Securing PHP Scripts - Shopify

- 1 answer

Basically my question is similar to this one:

How to secure php scripts?

with one slight difference, the other side is Shopify.

Background info: Shopify user bought some credits (Audible style), and wants to know how many he has available. He logs in into his account, and it says there that he has X credits.

That number comes from AJAX call to my server (I have full control), where there is a simple php script which checks the value in db (which is updated using webhooks from Shopify, each of which needs to be verified so they are secure, I think).

The script uses customers ID for a look up, and that value needs to be passed to the script somehow, and that allows someone external to just keep running it until he has all IDs and corresponding credits values.

So, my questions is, how do I stop that? How do I ensure that only authenticated users can check it, and only for their IDs.

There is plenty of info on Shopify docs about securing the connections the other way, i.e. to make sure only correct scripts have access to the Shopify db, but nothing about my problem.

As far as I know I only I only have access to JS on Shopify, which creates the problem, because everything I send to my server is visible to all.


EDIT: I just read up on CSRF. I can easily implement checks for origin and headers, but these can be faked, right?

EDIT 2: I got around this problem by using metafields. So, instead of storing all that info on my server's db, I just use Customer Metafields to store the available credits. Webhooks are secure so that's brilliant. It still doesn't solve a problem with the next stage though. Customers will still need to be able to use their credits and get digital products, which are generated by my server. So I still need to verify the requests.
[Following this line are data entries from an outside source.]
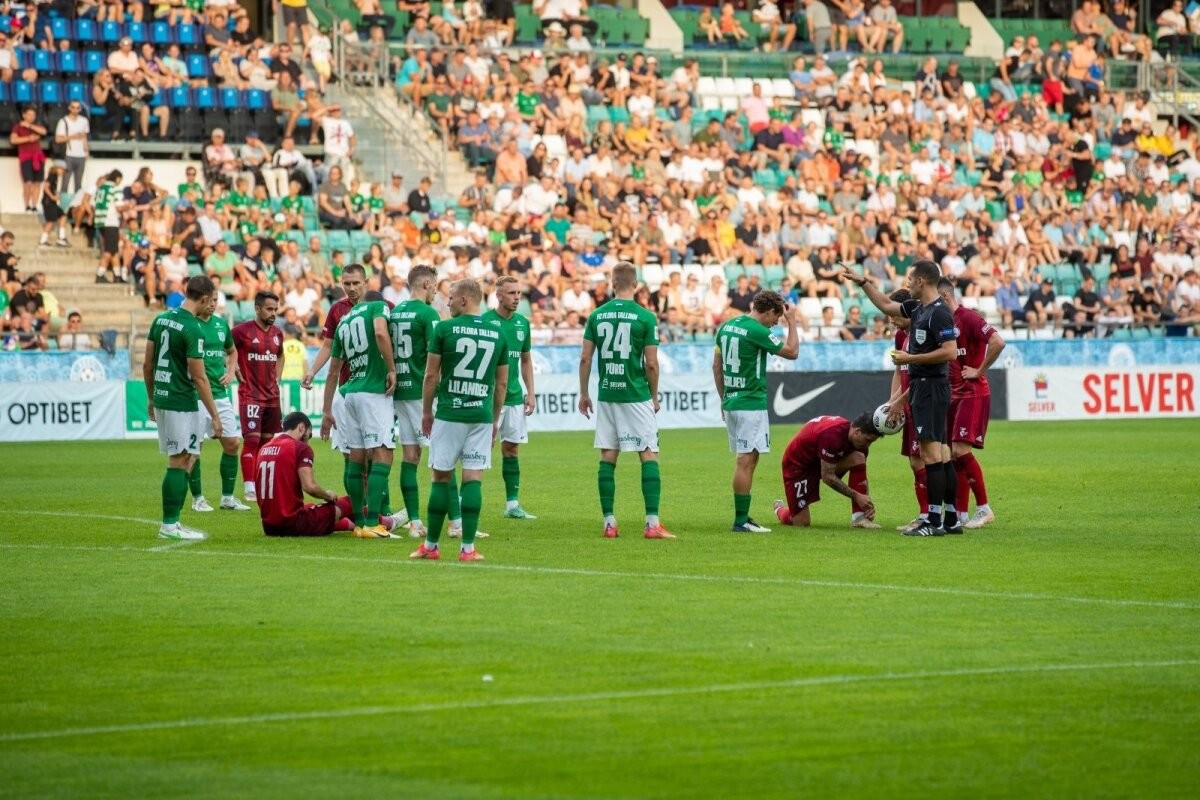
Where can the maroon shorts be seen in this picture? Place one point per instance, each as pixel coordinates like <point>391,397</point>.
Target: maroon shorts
<point>312,521</point>
<point>802,489</point>
<point>969,420</point>
<point>262,421</point>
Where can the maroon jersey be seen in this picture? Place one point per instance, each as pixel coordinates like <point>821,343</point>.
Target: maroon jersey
<point>280,495</point>
<point>973,335</point>
<point>258,359</point>
<point>821,439</point>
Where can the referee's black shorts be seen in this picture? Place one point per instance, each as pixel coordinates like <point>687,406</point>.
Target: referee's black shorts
<point>930,402</point>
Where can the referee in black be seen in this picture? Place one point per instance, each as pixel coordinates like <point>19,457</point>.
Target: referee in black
<point>933,344</point>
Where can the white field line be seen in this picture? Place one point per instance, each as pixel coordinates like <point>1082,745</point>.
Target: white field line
<point>588,697</point>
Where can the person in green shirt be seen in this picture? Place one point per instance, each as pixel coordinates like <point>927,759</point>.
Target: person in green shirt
<point>517,404</point>
<point>220,366</point>
<point>739,370</point>
<point>625,337</point>
<point>412,325</point>
<point>363,341</point>
<point>177,383</point>
<point>468,373</point>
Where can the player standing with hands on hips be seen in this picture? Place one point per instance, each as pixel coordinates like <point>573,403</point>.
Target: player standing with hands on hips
<point>739,368</point>
<point>933,344</point>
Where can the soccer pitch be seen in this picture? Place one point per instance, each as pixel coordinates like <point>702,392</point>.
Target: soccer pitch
<point>1053,654</point>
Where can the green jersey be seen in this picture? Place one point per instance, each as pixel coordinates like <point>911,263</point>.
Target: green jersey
<point>217,342</point>
<point>516,332</point>
<point>472,350</point>
<point>621,331</point>
<point>355,344</point>
<point>743,344</point>
<point>412,325</point>
<point>177,337</point>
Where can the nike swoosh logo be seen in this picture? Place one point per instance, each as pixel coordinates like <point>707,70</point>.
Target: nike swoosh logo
<point>789,405</point>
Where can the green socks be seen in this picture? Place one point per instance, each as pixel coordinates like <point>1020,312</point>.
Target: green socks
<point>354,489</point>
<point>174,492</point>
<point>193,481</point>
<point>472,504</point>
<point>439,501</point>
<point>652,487</point>
<point>741,509</point>
<point>377,491</point>
<point>409,489</point>
<point>606,480</point>
<point>511,471</point>
<point>229,465</point>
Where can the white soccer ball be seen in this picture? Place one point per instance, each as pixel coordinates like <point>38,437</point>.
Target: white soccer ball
<point>881,421</point>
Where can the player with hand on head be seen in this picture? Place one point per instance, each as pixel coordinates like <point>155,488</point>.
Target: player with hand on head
<point>220,365</point>
<point>931,346</point>
<point>283,479</point>
<point>826,449</point>
<point>625,338</point>
<point>468,373</point>
<point>412,325</point>
<point>519,404</point>
<point>365,419</point>
<point>739,370</point>
<point>259,362</point>
<point>177,383</point>
<point>978,347</point>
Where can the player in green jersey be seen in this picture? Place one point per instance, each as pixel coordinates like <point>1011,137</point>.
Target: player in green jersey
<point>412,325</point>
<point>468,373</point>
<point>519,404</point>
<point>220,365</point>
<point>363,341</point>
<point>627,338</point>
<point>739,368</point>
<point>173,371</point>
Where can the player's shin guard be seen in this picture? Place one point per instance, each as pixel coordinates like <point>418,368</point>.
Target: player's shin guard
<point>249,458</point>
<point>510,469</point>
<point>439,501</point>
<point>409,489</point>
<point>228,474</point>
<point>377,487</point>
<point>193,481</point>
<point>606,482</point>
<point>355,491</point>
<point>472,504</point>
<point>174,492</point>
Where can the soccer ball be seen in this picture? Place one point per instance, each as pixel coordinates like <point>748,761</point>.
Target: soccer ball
<point>881,421</point>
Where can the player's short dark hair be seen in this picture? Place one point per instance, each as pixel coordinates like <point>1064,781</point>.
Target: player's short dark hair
<point>199,287</point>
<point>294,420</point>
<point>925,270</point>
<point>768,301</point>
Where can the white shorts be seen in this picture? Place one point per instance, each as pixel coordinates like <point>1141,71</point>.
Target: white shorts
<point>514,425</point>
<point>408,423</point>
<point>749,431</point>
<point>229,423</point>
<point>628,427</point>
<point>366,421</point>
<point>451,443</point>
<point>181,432</point>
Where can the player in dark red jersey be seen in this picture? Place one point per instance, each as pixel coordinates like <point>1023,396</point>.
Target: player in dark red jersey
<point>285,476</point>
<point>826,449</point>
<point>259,359</point>
<point>979,346</point>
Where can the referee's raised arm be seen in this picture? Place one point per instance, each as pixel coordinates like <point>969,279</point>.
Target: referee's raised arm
<point>885,304</point>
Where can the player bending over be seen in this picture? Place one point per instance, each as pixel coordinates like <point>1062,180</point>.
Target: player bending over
<point>627,338</point>
<point>826,449</point>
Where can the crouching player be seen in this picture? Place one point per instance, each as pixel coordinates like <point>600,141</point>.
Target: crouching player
<point>826,449</point>
<point>283,473</point>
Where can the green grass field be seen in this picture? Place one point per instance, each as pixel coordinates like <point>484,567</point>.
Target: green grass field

EDIT 3: Comment by @deceze and answer by @Jilu got me thinking. Yes, you are correct, I need to do that, but I don't have access to back-end on Shopify, so I cannot create session. However, what I could do (if I figure out how in js) is hash it. PHP login scripts operate on password_hash. That way you do not store a password in the db. Password get's verified again hash (or whatever you call) in the db, and it's either true or false. If true, you are logged in. So I could try to generate a token using a specific string (make it very long) and user id. Send it with the request, and using password_verify or what not, check it against the users. The one that pops positive is logged in user who requested the information. That is assuming I can hide the string in the Shopify...



You create a token out of shared secret (both Shopify and server have it), and client ID.

On Shopify:

{% assign my_secret_string = "ShopifyIsAwesome!" | hmac_sha256: "secret_key" %}
My encoded string is: {{ my_secret_string }}

On server:

We gonna be checking received hash value against values in our db, so we need to hash local client IDs using the same algo and key (that probably should be done on receiving the Customer Creation webhook).

Hash IDs using:

$hashed_id = hash_hmac('sha256', '$client_id', 'secret_key');

Compare hash using:

$check = hash_equals($hashed_id, $received_id);

Then all that's requires is to loop through the db until you find a match. There may be quicker ways of doing it.